Although the method and system described below relate to
maintaining a seal between an endotracheal tube (ETT) and a portion
of a respiratory system of a body, it should be understood that the
system and methods of the present disclosure may be used to
maintain a seal between gas or liquid filled tubes or catheters and
other anatomical conduits or cavities.
As mentioned above, a method and system for guiding the positioning
of an ETT is known in the art. For a description of a single
microphone system for guiding the insertion of the ETT, and a more
detailed description of the analysis and theory involved in
determining the position of the ETT, reference can be made to U.S.
Pat. No. 5,455,144 to Wodicka, et al., previously incorporated by
reference. For a description of a two-microphone system for guiding
the insertion of the ETT, and a more detailed description of the
analysis and theory involved in determining the position of the
ETT, reference can be made to U.S. Pat. No. 6,705,319 to Wodicka,
et al., previously incorporated by reference.
Referring now to the drawings, FIGS. 3-5 illustrate insertion of an
ETT 10 into a human body 12. ETT 10 includes a hollow tube having a
distal end 14 for insertion into body 12 and a connector 16 located
outside body 12. Illustratively, ETT 10 is inserted into a mouth 18
of the patient. A respiratory system 20 includes a trachea 22 which
extends between vocal folds 24 of a larynx and a first bifurcation
known as a carina 26. Airways formed by carina 26 include a right
primary bronchus 28 and a left primary bronchus 30. Continuing
farther down the airway, bronchial tubes branch into smaller and
smaller tubes,
FIG. 3 illustrates proper insertion of ETT 10 into trachea 22
between vocal folds 24 and carina 26. For proper mechanical
ventilation of the patient, it is important that distal end 14 of
ETT 10 is positioned properly within trachea 22 between vocal folds
24 and carina 26 to provide adequate ventilation to both lungs 32
and 34. An inflatable cuff 35 provides a seal between the ETT 10
and the airway, as described in greater detail hereinbelow.

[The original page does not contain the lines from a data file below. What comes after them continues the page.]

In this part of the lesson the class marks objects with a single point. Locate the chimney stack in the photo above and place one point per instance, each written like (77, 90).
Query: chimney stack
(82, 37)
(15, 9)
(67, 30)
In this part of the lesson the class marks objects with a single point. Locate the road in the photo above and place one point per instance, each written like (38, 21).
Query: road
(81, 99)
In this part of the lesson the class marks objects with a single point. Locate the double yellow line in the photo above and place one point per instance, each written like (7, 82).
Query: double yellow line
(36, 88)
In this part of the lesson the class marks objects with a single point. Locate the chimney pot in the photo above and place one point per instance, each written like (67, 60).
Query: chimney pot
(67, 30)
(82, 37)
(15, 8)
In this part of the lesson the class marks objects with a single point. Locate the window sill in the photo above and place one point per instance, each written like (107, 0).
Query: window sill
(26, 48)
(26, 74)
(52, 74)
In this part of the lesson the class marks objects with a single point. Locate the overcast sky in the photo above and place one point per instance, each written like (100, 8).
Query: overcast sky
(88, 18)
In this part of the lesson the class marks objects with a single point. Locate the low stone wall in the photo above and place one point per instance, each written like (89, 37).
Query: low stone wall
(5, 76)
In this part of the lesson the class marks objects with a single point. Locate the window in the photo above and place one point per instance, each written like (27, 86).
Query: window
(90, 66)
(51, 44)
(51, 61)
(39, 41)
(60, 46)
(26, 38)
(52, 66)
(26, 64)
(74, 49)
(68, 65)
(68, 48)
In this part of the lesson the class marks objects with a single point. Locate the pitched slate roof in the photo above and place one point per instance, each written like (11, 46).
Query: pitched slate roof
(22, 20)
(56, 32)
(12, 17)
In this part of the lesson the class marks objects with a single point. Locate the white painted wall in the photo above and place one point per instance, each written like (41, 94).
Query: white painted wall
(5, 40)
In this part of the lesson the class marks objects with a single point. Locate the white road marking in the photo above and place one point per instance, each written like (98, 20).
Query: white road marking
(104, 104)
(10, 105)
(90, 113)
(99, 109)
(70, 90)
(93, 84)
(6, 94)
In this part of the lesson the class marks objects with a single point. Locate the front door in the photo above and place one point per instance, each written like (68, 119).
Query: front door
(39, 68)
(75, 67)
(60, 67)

Insertion of ETT 10 into the trachea 22 is sometimes a difficult
procedure. As illustrated in FIG. 4, it is possible for distal end
14 of ETT 10 to miss the entrance to trachea 22 and enter an
esophagus 36 leading to the stomach (not shown). Improper placement
of ETT 10 into the esophagus is most evident in a pre-hospital or
emergency room setting which is characterized by high stress and
limited time. Improper placement of open distal end 14 of ETT 10
into the esophagus 36 prevents ventilation of lungs 32 and 34.
Improper insertion of distal end 14 of ETT 10 past carina 26 will
result in ventilation of only right lung 32 or left lung 34. FIG. 5
illustrates improper insertion of distal end 14 of ETT 10 past
carina 26 and into right main bronchus 28. Because right primary
bronchus 28 is shorter, wider, and more vertical than left primary
bronchus 30, the majority of ETT insertions past carina 26 tend to
follow the right primary bronchus 28. The speaker/microphone
guidance systems disclosed in U.S. Pat. Nos. 5,455,144 and
6,705,319 to Wodicka, et al, detect if ETT 10 is improperly
inserted into esophagus 36, right primary bronchus 28, or left
primary bronchus 30 and alert a user to the improper placement. The
apparatus can then be used to guide movement of ETT 10 back into
its proper position within trachea 22.
According to some embodiments of the present disclosure, the ETT 10
may be equipped with a cuff 35 as shown in FIG. 6. The cuff 35,
known to a person having ordinary skill in the art, is coupled to a
tubular portion 204 of the ETT 10 near the distal end 14. In FIG.
6, the ETT 10 is shown inserted into a body cavity, such as a
trachea 22. The cuff 35 is configured to be a flexible member. In
one form, the cuff 35 is formed in a substantially toroidal form,
having any desired cross-sectional shape such as circular, oval,
square or rectangular, to name just a few non-limiting examples.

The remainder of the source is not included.